Ce stratagème est évidemment cousu de fil blanc. Cette opposition entre le « permanent » et le « transitoire » est peut-être très commode sur le plan de la rhétorique, mais elle ne s’appuie sur aucun fondement solide, comme sont venus le souligner certains témoignages au cours des dernières semaines, provenant de sources tantôt policières, tantôt judiciaires, habituellement très soucieuses de respecter leur devoir de réserve.

Le simple fait que ces sources aient décidé d’enfreindre ce devoir de réserve constitue déjà une indication de la gravité de la situation que leurs témoignages viennent mettre en relief.

Dans ce que ces sources ont déclaré, il y a des choses que nous savions déjà. Les corps policiers opèrent dans le cadre de certaines contraintes organisationnelles et budgétaires qui constituent en partant une limite à leur capacité d’intervention. Si vous ajoutez à cela l’obligation de monter dans chaque cas une preuve suffisante pour porter des accusations au criminel, vous mesurez toute la lenteur du processus, et vous comprenez que cette lenteur, si elle peut faire l’affaire des personnes qui ont quelque chose à se reprocher, est loin de servir les fins de la vérité, de la transparence et de la justice.

Il y a donc quelque chose de tout à fait hypocrite à vouloir privilégier absolument cette voie, et c’est cette hypocrisie qui amène des gens raisonnables à conclure que Jean Charest a des choses à cacher qui pourraient soit l’incriminer lui-même, soit incriminer son parti, soit incriminer des proches.
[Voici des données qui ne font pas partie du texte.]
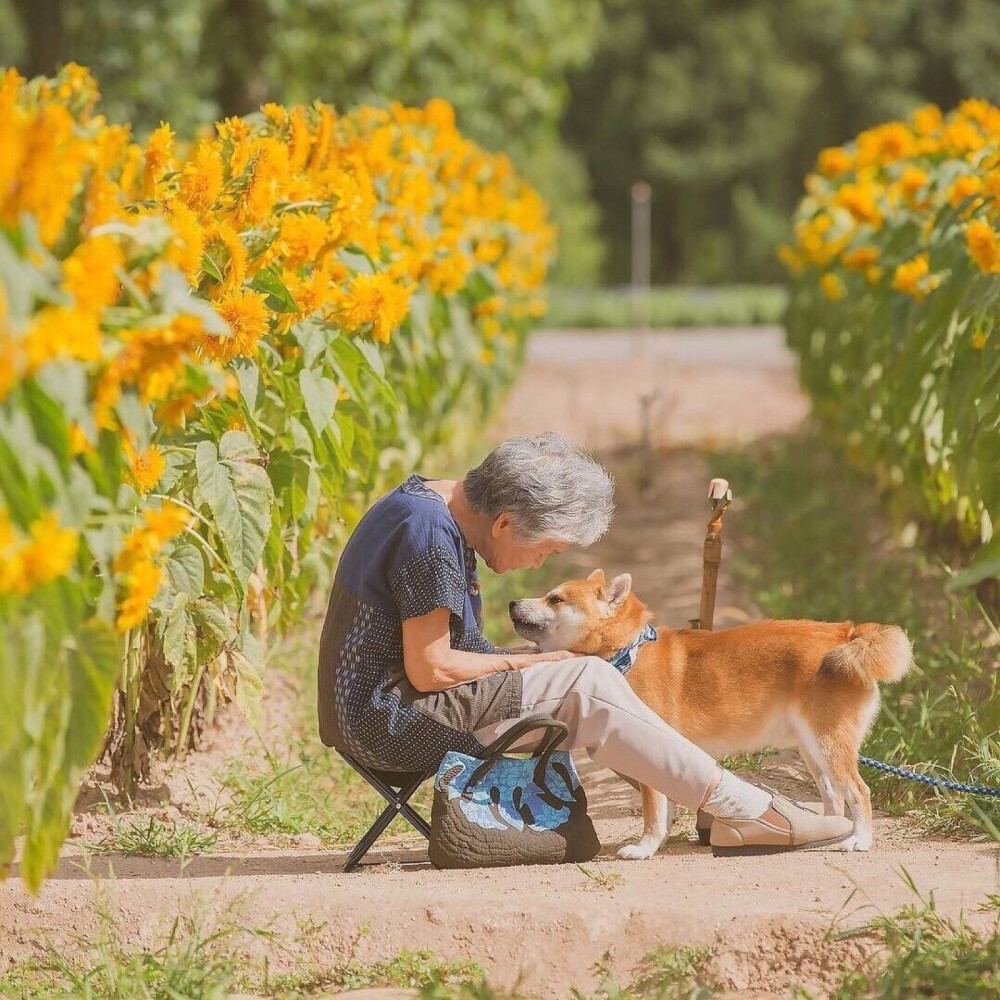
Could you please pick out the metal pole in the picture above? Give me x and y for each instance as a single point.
(642, 196)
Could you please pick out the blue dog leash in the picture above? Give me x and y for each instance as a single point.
(926, 779)
(624, 660)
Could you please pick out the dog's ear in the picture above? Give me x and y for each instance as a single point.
(619, 588)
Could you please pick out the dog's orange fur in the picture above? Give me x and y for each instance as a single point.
(807, 684)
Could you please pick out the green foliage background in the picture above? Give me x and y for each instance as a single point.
(721, 106)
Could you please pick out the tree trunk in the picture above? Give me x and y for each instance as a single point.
(238, 32)
(42, 20)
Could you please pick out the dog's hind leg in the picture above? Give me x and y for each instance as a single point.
(657, 818)
(842, 760)
(830, 791)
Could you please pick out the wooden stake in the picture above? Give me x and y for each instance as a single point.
(720, 496)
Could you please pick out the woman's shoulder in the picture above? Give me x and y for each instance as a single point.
(414, 511)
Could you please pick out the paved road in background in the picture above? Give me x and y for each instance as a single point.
(701, 386)
(760, 347)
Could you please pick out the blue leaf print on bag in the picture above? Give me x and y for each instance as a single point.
(507, 796)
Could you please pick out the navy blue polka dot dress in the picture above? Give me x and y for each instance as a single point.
(406, 557)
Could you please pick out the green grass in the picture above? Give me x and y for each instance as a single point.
(420, 970)
(812, 541)
(156, 838)
(195, 960)
(305, 789)
(925, 954)
(611, 308)
(210, 959)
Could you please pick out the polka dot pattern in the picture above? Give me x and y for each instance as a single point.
(367, 706)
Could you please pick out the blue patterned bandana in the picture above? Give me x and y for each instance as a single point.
(624, 660)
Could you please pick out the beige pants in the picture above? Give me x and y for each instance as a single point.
(607, 719)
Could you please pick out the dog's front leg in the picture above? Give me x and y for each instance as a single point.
(657, 818)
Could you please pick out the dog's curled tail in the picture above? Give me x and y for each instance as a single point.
(872, 653)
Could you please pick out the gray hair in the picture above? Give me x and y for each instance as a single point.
(551, 490)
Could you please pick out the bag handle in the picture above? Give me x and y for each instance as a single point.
(556, 732)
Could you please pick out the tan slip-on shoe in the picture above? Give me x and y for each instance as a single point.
(786, 826)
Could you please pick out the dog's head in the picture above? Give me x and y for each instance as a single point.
(591, 616)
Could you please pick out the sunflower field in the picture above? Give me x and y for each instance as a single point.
(895, 313)
(212, 353)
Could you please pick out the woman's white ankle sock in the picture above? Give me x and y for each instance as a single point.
(737, 799)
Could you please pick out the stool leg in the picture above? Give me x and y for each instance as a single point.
(375, 831)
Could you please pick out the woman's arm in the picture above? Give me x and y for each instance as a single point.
(432, 665)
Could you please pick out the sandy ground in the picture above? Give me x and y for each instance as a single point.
(768, 920)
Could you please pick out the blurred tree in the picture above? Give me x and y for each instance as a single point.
(504, 67)
(722, 106)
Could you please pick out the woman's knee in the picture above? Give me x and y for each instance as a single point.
(595, 675)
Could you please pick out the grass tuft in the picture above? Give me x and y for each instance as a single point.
(925, 954)
(155, 839)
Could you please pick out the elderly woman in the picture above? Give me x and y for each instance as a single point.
(406, 674)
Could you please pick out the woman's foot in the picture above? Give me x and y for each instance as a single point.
(784, 826)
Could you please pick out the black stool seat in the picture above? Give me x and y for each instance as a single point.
(396, 787)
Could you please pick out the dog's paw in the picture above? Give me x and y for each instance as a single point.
(856, 842)
(637, 852)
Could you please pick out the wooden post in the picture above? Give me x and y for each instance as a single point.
(720, 496)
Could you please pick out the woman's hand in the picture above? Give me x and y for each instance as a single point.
(556, 655)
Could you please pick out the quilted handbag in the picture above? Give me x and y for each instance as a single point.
(498, 810)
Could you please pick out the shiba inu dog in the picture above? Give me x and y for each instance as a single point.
(803, 684)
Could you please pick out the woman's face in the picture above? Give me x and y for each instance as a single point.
(508, 552)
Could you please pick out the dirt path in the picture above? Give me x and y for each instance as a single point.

Jean Charest est donc l’artisan de son propre malheur, de celui de son parti, et de celui de ses proches. S’il veut sortir de ce cauchemar, il n’a qu’à déclencher une enquête. S’il continue de s’opposer à la tenue d’une enquête, c’est qu’il sait que le cauchemar qu’il aurait alors à affronter serait pire que celui qu’il vit actuellement. Rien pour rassurer la population !

Mais au témoignage des corps policiers est venu se rajouter cette semaine celui des substituts du procureur général, eux aussi aux prises avec des contraintes organisationnelles et budgétaires importantes dont l’effet est de réduire encore davantage la taille du chas par lequel il faut faire passer les dossiers de poursuite. En effet, tant nos textes de loi que la jurisprudence applicable ne seraient plus du tout à la hauteur des nouvelles formes de criminalité auxquelles nous sommes confrontés. Ça, c’est nouveau. Or le code criminel est de compétence fédérale - on comprend mieux l’attachement de certaines communautés au fédéralisme – et toute réforme prend des années.

Dans de telles conditions, la tenue d’une enquête est la seule façon de faire bouger les choses, et prétendre le contraire est au minimum d’un niveau d’irresponsabilité indigne d’un premier ministre, et au pire le signe d’une implication coupable. Dans un cas comme dans l’autre, Jean Charest n’a plus qualité pour servir comme premier ministre du Québec et doit quitter ses fonctions au plus tôt.